内容を簡単に理解していただくために、本日の内容は事例を用いて説明します。

事例

 売主Aが、自らが居住している戸建住宅をBに売却する売買契約をAB間で締結し、その際にBが手付金として物件価格5,000万円の5%である250万円をAに支払いました。売主Aには不動産会社甲が、買主Bには不動産会社乙が介在し、二つの不動産会社が介在する、いわゆる「片手取引」の契約になりました。

 ところが、買主Bの勤務先が転勤命令を発令したことから、Bは住宅を購入しても意味が無いとして手付金を放棄し、契約を解除する旨を関係者に伝えました。売主Aは、転勤が理由であれば仕方ないとして手付金を受領する代わりに売買契約を合意解除することに同意しました。

 しかし、不動産会社甲は売主Aに、不動産会社乙は買主Bに対し、各々仲介手数料171万6千円(宅地建物取引業法が定める媒介報酬の最大限度額)を請求しました。甲、および乙は「売買契約の成約に向け、各種調査を行い、重要事項説明書および契約書を作成し、重要事項説明および契約を終えた後の解除であるから、仲介手数料の請求は正当な権利である」と主張しています。
 この請求は正当な請求であるといえるでしょうか。

売買契約の成約に向けて物件調査や販売図面の作成、広告掲載を行い、重要事項説明書および売買契約書を作成して説明したにもかかわらず、不動産会社甲および乙が仲介手数料を一切受け取れないのでは不合理と言えます。特に売主Aは手付金250万円を受領していることから、不動産会社甲が仲介手数料を全く貰えないというのでは不公平と言えます。

判例
様々な考え方がありそうですが、判例は手付金を受領した売主側の不動産会社における仲介手数料の請求を認め、宅地建物取引業法が定める最大報酬額の半額が妥当であると判じています(福岡高等裁判所那覇支部平成15年5月25日)。

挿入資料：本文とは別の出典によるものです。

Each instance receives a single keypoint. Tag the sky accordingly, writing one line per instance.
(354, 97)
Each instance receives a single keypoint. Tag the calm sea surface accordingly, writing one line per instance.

契約が解除された場合には、解除された以後の事務処理を行う必要は無くなることから、半額の請求が妥当であると判示しました。なお、売買契約書に特約を定める場合は、その特約が有効であるとしています。

解約した側の不動産会社にも報酬請求権はあるか
事例では、買主Bは手付金を放棄することにより売買契約を解除しましたが、買主B側の不動産会社乙はBに仲介手数料を請求できるかが問題となります。

この点に関する判例は見当たりませんが、上記判例が判示した内容から類推すると、買主側の不動産会社乙も半額の請求ができると、一応は解されます。

手付損倍返しのみで売買契約を解除できることにはなりません。売買仲介を行う不動産会社が取引関係に介在している場合には、仲介手数料の半額相当額を支払う必要があります。

もちろん、売買契約書に特約を定めている場合は、その内容に従うことになります。

また、同様の事例で仲介手数料の全額を請求された場合には、上記の判例を引き合いにして金額を交渉する余地があると思われます。